15 Ocak 2014 Çarşamba

"Seni benim vücudumdan kesip aldılar, beni uyuşturmadan. Yarımı benden aldılar, en güzel yarımı. Yeniden çık diye senin parfümünle suluyorum kendimi."

Fuar'dan aldığım kitaplardan birisiydi
Jean-Louis Fournier
"Dul"

daha önce okumadığım bir yazardı..

kitabın türü "anlatı"
eşini ölümünden sonra yaşadıklarını anlatmış..
benim tuttuğum günlüklerimi anımsattı bana
kimi eşine hitaben kimi herhangi birine hitap etmeden kısa kısa notlar düşülmüş..

Genel olarak kedınlar daha genç olduğundan evliliklerde erkeklerden daha geç ölürler ya da karısı ölünce vakit geçirmeden evlenir erkekler

Kadınlarda durum daha farklıdır.. Kocası ölen kadın genel olarak kalan ömrünü yalnız tamamlar.

Buna sebep biz -en azından ben- dul kadınların hissettiklerine, yaşadıklarına aşinayım da dul bir erkeğin gözünden bakma şansım hiç olmamış hayata.
Bu kitapta o fırsatı buldum
ve itiraf etmeliyim ki tahminimden daha çok etkilendim..
çok doğal
çok insan...
çok olduğu gibi her kelime...

ölüm soğuk..
ama gerçek..

insan ister istemez düşünüyor irdeliyor kendi evlilik hayatını
ve geçiriyor aklından
"hangimi önce gidecek acaba"...

okumanızı tavsiye ederim...

bir kaç alıntı paylaşmak istiyorum:

"Sylvie beni terk etti.
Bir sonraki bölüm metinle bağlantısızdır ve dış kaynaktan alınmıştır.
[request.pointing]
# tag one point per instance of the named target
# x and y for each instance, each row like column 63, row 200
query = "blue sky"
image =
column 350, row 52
Ama başka biri için değil. Güz yapraklarıyla birlikte kibarca yere düştü. Irmaktan geçen bir kuşun gagasının rengini tartışıyorduk. Aynı fikirde değildik, ona sen göremezsin dedim, gözlüklerin yok. Güzel durmadığı için takmak istemediğini söyledi. Uzağı iyi görüyorum dedi ve sustu, sonsuza kadar. İtfaiyeciler geldiler, ateşi yeniden canlandırmayı başaramadılar. Sylvie son nefesini vermişti." (s:9)

"Boynuz Burnu'nda bir yelkenlideyim. Deniz beyaz, gök siyah. Yelkenleri indirdim, kamaranın dibine çömeldim, başımı ellerimin arasına aldım. Ortalığın yatışmasını bekliyorum. İyimserim, yatışacağına inanıyorum. Fırtınalar, kar gibi sonsuz değildir." (s: 12)

"Işıl ışıl Sylvie öldüğünden, sönüp gittiğinden beri ev oldukça karanlık, yarı gölgede yaşıyorum. Ne kadar ampül değiştirsem, ne kadar güçlülerini koysam değişmiyor, sürekli karanlık." (s: 13)

"Çok tuhaf, insanlar büyük bir mutsuzluk yaşayanlara mutluluktan bahsedemiyor.

Anlamıyorum. Aslında tam da büyük bir mutsuzluk halinde mutluluk dileklerine ihtiyaç vardır, halihazırda mutlu olanların ihtiyacı yoktur. Mutsuz olduğunuzda, sanki herkes öyle kalmanızı diliyor. Sonsuza kadarç" (s: 16)

"Bana inanıyordu. onun sayesinde ben de kendime inanmaya başladım. O dönem neredeyse bir hiçtim, şimdiyse neredeyse bir şeyim.
...
Sadece küçük mutsuzluklar için ağlıyorum, büyüklere ağlamıyorum. Ve sanırım gözyaşım kalmadı. Küçükken hava ne zaman soğuk olsa ağlardım. Gözyaşı kaynaklarımı kurutmuş olmalıyım." (s: 23)

"Sana kendimden bahsetmeyi özlüyorum. Kendi kendime konuşmayı öğrenmeliyim.

Birlikte, kırk yıl boyunca hiç sıkılmadık. Bence bu bir işaret. Gerçek bir çift olmuştuk. Aynı şeyleri, aynı evleri, aynı insanları, aynı şarapları, çoğunlukla aynı filmleri, aynı çiçekleri, aynı kedileri severdik. Aynı şeylere gülerdik." (s: 25)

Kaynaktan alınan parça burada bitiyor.